Walking through the adoptable dog room in Kokomo Humane Society, the pups were excited to get treats. Some ran through their kennel to the other side to snag another snack as the treats made their rounds through the room. 

"You've already had two, but you can have one more," Executive Director Karen Wolfe said to one of the pups. 

These treats weren't run-of-the-mill milk bones bought at a store. These treats are made from food scraps and a few other ingredients made by the kitchen staff at Community Howard Regional Health, and donated to the shelter.

Community's Food Service Director Jennifer Yeakle got the idea to make the treats from a magazine, and the kitchen staff started making the treats about two months ago.

"I saw that another hospital in Wisconsin had been doing this and I realized that it would be a great fit," she said. "I went to the staff and pitched this, and they loved the idea." 

The treats aren't made from scraps that have sat on patients' trays. They're made from orange peels and melon rinds, the kind of food waste that would otherwise go into the trash, Yeakle said. Being environmentally-conscious is a priority for the hospital, so this project was both good for the environment and fostered community ties.

"The biggest thing is the staff, they make the treats, they drop them off at the Humane Society, they put in the extra word for a really good cause," she said. "This hit home with them because most of them have dogs and cats; they're all animal lovers. This is a way of giving back to the community and helping the environment." 

The rind sand peels are ground up with flour until they make a dough that can be shaped into little dog bones that can be cooked. There are many regulations that go into what foods can be fed to animals, so Yeakle went to a chemist at Purdue University to make sure the treats were pup-safe. 

For instance, Wolfe said, dogs can't eat raisins, grapes, onions, avocado, garlic and more. 

"I'd say 90 to 95% of the dogs love them, there's always the picky ones," she said. "My dogs are picky. They only like chewy treats. Some of the cats like the treats, but the dogs will always go for them."

When Community reached out to the Humane Society, Wolfe was surprised and excited. She said the humane society has many partnerships with community, and this one was particularly touching. 

"It's wonderful, it covers so many areas," she said. "They're trying to reduce waste, using foods they would have to throw out and they're also trying to give back. Thinking about the shelter was a great thing; the animals love them and this is extra work for them. It's really nice thing for them to do." 

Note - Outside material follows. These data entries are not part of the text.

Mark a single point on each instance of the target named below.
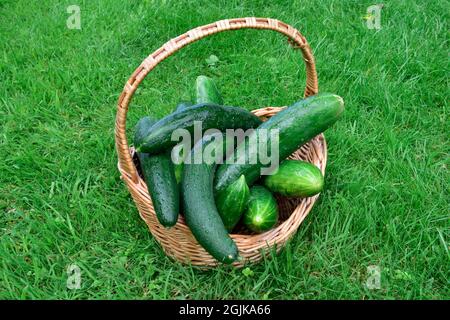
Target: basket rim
(249, 245)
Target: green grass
(386, 200)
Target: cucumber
(160, 178)
(162, 186)
(296, 125)
(177, 160)
(295, 178)
(232, 202)
(177, 151)
(262, 210)
(206, 91)
(200, 209)
(210, 115)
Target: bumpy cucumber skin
(159, 175)
(206, 91)
(295, 178)
(201, 212)
(232, 201)
(160, 178)
(177, 152)
(262, 210)
(211, 116)
(297, 125)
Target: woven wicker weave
(178, 242)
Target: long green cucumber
(160, 178)
(209, 115)
(296, 125)
(177, 151)
(200, 209)
(232, 201)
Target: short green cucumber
(206, 91)
(262, 210)
(295, 178)
(296, 125)
(200, 209)
(232, 201)
(209, 115)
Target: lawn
(386, 199)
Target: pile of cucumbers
(216, 196)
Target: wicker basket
(178, 242)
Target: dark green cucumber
(296, 125)
(200, 209)
(177, 151)
(232, 202)
(162, 186)
(295, 178)
(177, 159)
(210, 116)
(206, 91)
(262, 210)
(159, 176)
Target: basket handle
(294, 36)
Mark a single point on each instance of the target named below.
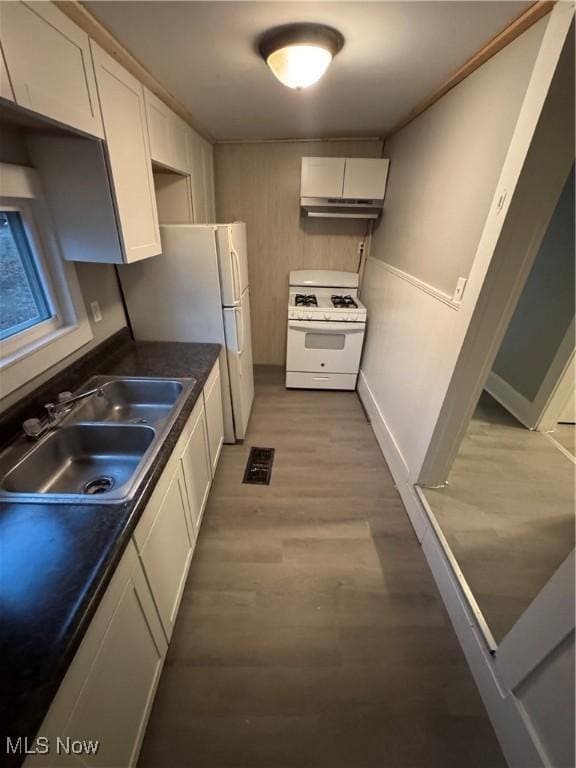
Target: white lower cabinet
(107, 693)
(171, 533)
(214, 417)
(196, 464)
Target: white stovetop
(325, 309)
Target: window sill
(37, 357)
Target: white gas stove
(326, 324)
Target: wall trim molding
(527, 18)
(436, 293)
(298, 140)
(94, 28)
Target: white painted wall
(534, 352)
(97, 283)
(445, 166)
(436, 205)
(427, 358)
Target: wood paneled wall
(260, 184)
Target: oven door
(324, 346)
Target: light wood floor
(565, 434)
(311, 634)
(507, 512)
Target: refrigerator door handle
(238, 312)
(235, 275)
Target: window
(42, 313)
(25, 301)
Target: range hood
(340, 208)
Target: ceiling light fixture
(299, 54)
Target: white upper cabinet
(180, 131)
(344, 177)
(208, 163)
(167, 134)
(196, 170)
(50, 66)
(365, 178)
(126, 132)
(322, 176)
(6, 91)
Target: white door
(239, 346)
(126, 129)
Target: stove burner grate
(344, 302)
(305, 300)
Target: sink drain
(100, 484)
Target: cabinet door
(365, 177)
(196, 465)
(322, 176)
(167, 552)
(109, 688)
(159, 118)
(179, 132)
(124, 115)
(196, 170)
(214, 419)
(50, 66)
(208, 162)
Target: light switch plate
(459, 290)
(96, 313)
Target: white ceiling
(395, 54)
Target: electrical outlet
(459, 290)
(96, 313)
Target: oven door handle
(326, 326)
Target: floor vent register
(259, 467)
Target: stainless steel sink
(82, 459)
(101, 449)
(130, 400)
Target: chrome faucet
(34, 428)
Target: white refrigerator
(197, 290)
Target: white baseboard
(517, 738)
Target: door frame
(539, 159)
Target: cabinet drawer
(108, 690)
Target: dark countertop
(56, 559)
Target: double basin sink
(101, 448)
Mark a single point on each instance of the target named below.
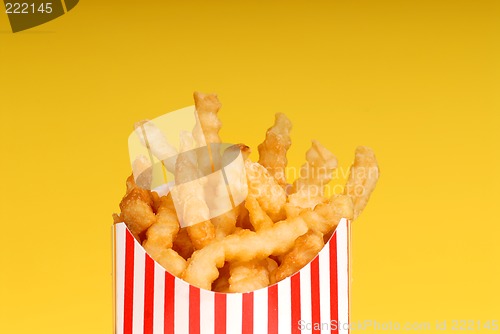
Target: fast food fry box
(148, 299)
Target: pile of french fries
(279, 227)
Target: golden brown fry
(162, 233)
(362, 179)
(221, 284)
(207, 107)
(137, 211)
(248, 276)
(258, 217)
(155, 141)
(325, 217)
(183, 244)
(246, 245)
(305, 248)
(195, 212)
(225, 223)
(267, 191)
(272, 152)
(316, 172)
(116, 218)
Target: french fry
(272, 152)
(363, 178)
(247, 245)
(267, 191)
(305, 248)
(316, 172)
(248, 276)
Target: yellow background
(416, 80)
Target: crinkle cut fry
(246, 246)
(258, 218)
(363, 178)
(160, 237)
(195, 212)
(316, 172)
(248, 276)
(207, 107)
(272, 151)
(305, 248)
(137, 209)
(261, 185)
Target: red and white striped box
(149, 300)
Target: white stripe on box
(181, 307)
(284, 307)
(139, 275)
(260, 311)
(159, 300)
(324, 287)
(305, 297)
(119, 275)
(207, 312)
(342, 278)
(234, 312)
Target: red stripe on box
(247, 319)
(194, 310)
(149, 290)
(128, 306)
(315, 295)
(169, 309)
(272, 309)
(295, 292)
(220, 313)
(334, 295)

Right now, the shelter is at "cat-pacity," so-to-speak. There are approximately 300 cats in the shelter and in foster care as well as around 70 dogs in the shelter. This Saturday, the shelter is hosting a "Clear The Shelter" event, where all adoption fees are waived. 

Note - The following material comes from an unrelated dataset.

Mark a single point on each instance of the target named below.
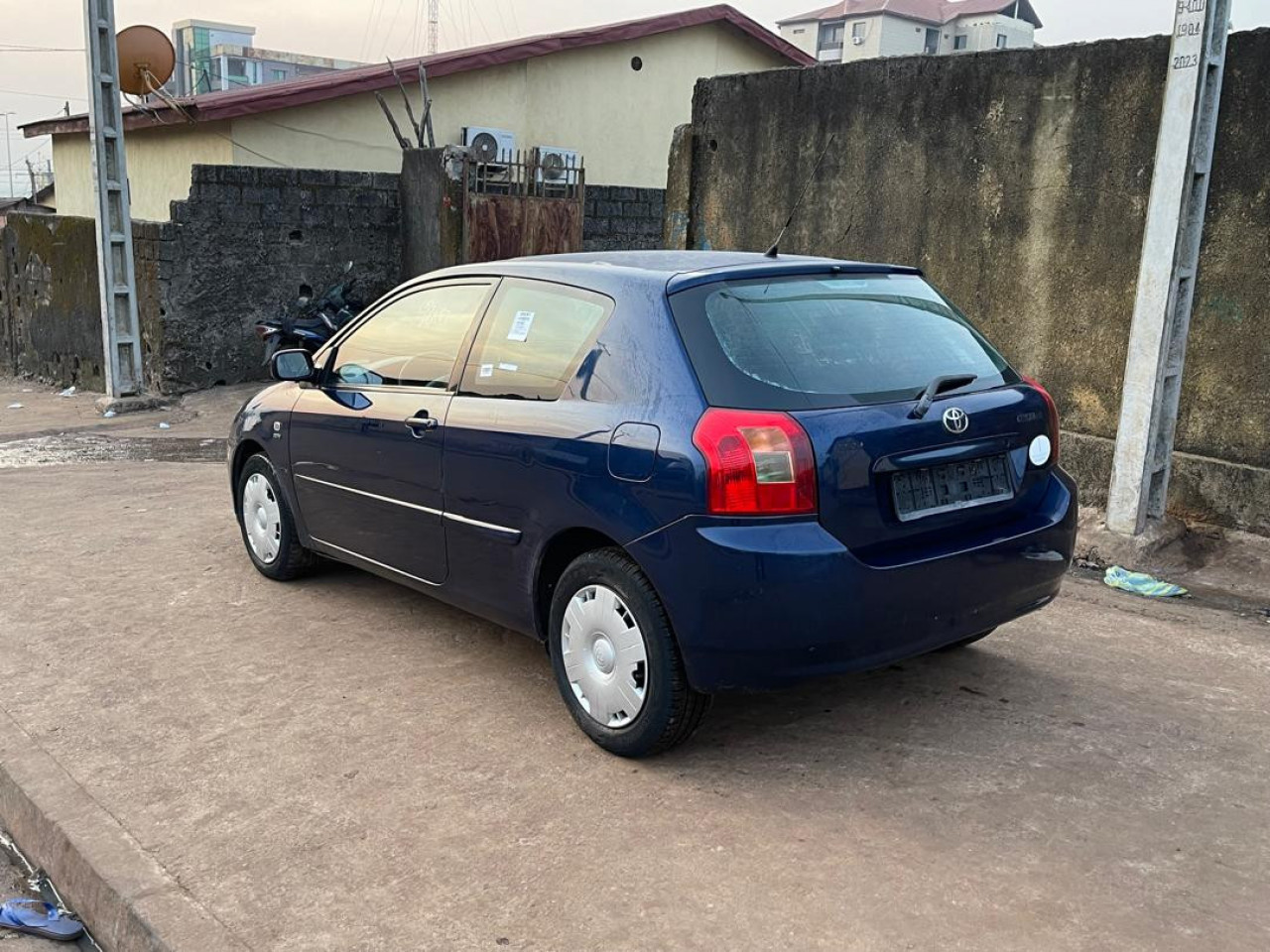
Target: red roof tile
(366, 79)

"We hope that people who come in to adopt will use that extra money to really spoil their new pet," she said. "If you can't afford the adoption fee, we strongly suggest you wait to adopt. You still have to pay to feed, vaccinate, medically treat and take care of your animal." 

Since the Humane Society moved to their new facility last year, the volunteer staff has doubled in size. Wolfe said the community support has been overwhelming.

"The community has been super supportive," she said. "If we ask for something, it's there. Whatever we need, if it's bleach, or bedding, or dog treats from Community, we get it. We're so thankful to be well taken care-of."